1 min read
Azure Synapse Analytics Updates: What's New in 2022
I wrote “Azure Synapse Analytics Updates: What’s New in 2022” to share practical, production-minded guidance on this topic.
Synapse Link Enhancements
Synapse Link now supports more data sources with improved performance:
-- Create Synapse Link connection to Cosmos DB
CREATE DATABASE SCOPED CREDENTIAL CosmosDBCredential
WITH IDENTITY = 'Cosmos DB Account',
SECRET = 'your-cosmos-key';
CREATE EXTERNAL DATA SOURCE CosmosDBSource
WITH (
LOCATION = 'https://yourcosmosaccount.documents.azure.com:443/',
CREDENTIAL = CosmosDBCredential
);
-- Query Cosmos DB data directly
SELECT TOP 100 *
FROM OPENROWSET(
PROVIDER = 'CosmosDB',
CONNECTION = 'Account=yourcosmosaccount;Database=salesdb',
OBJECT = 'orders',
SERVER_CREDENTIAL = 'CosmosDBCredential'
) AS orders
WHERE orders.orderDate > '2022-01-01';
Serverless SQL Pool Improvements
-- New CETAS (Create External Table As Select) improvements
CREATE EXTERNAL TABLE [dbo].[SalesSummary]
WITH (
LOCATION = 'curated/sales_summary/',
DATA_SOURCE = DataLakeStorage,
FILE_FORMAT = ParquetFormat
)
AS
SELECT
YEAR(OrderDate) as Year,
MONTH(OrderDate) as Month,
ProductCategory,
SUM(Amount) as TotalSales,
COUNT(*) as OrderCount
FROM OPENROWSET(
BULK 'raw/sales/**/*.parquet',
DATA_SOURCE = 'DataLakeStorage',
FORMAT = 'PARQUET'
) AS sales
GROUP BY
YEAR(OrderDate),
MONTH(OrderDate),
ProductCategory;
-- Query with partition elimination
SELECT *
FROM [dbo].[SalesSummary]
WHERE Year = 2022 AND Month = 1;
Dedicated SQL Pool Updates
-- Result-set caching improvements
ALTER DATABASE [SynapseDB]
SET RESULT_SET_CACHING ON;
-- Materialized views with automatic refresh
CREATE MATERIALIZED VIEW [dbo].[DailySalesMV]

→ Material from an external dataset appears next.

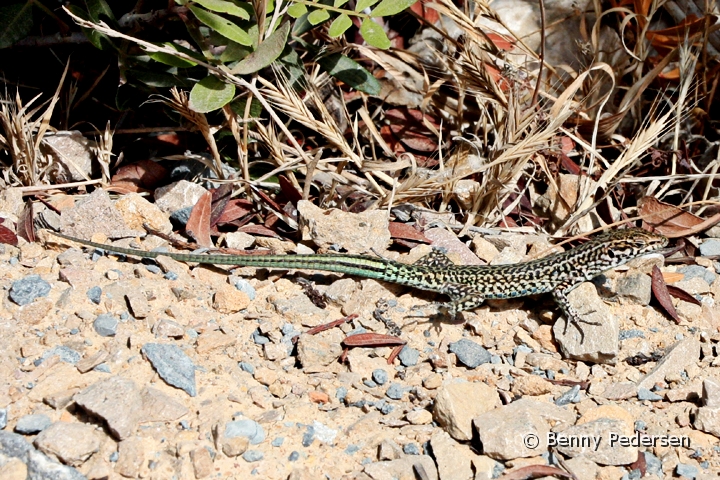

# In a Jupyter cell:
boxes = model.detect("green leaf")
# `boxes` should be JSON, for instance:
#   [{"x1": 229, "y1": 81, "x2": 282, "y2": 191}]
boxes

WITH (DISTRIBUTION = HASH(ProductID))
AS
SELECT
CAST(OrderDate as DATE) as SaleDate,
ProductID,
SUM(Quantity) as TotalQuantity,
SUM(Amount) as TotalAmount
FROM [dbo].[FactSales]
GROUP BY CAST(OrderDate as DATE), ProductID;
-- Check materialized view freshness
SELECT
name,
state_desc,
is_switched_on,
percentage_stale_row
FROM sys.pdw_materialized_view_mappings
WHERE name = 'DailySalesMV';
Spark Pool Enhancements
# New Spark 3.2 features in Synapse
from pyspark.sql import SparkSession
from pyspark.sql.functions import *
# Configure Spark pool
spark = SparkSession.builder \
.appName("SynapseSparkAnalytics") \
.config("spark.sql.adaptive.enabled", "true") \
.config("spark.sql.adaptive.coalescePartitions.enabled", "true") \
.getOrCreate()
# Read from Data Lake with predicate pushdown
df = spark.read \
.format("delta") \
.load("abfss://data@storage.dfs.core.windows.net/silver/sales")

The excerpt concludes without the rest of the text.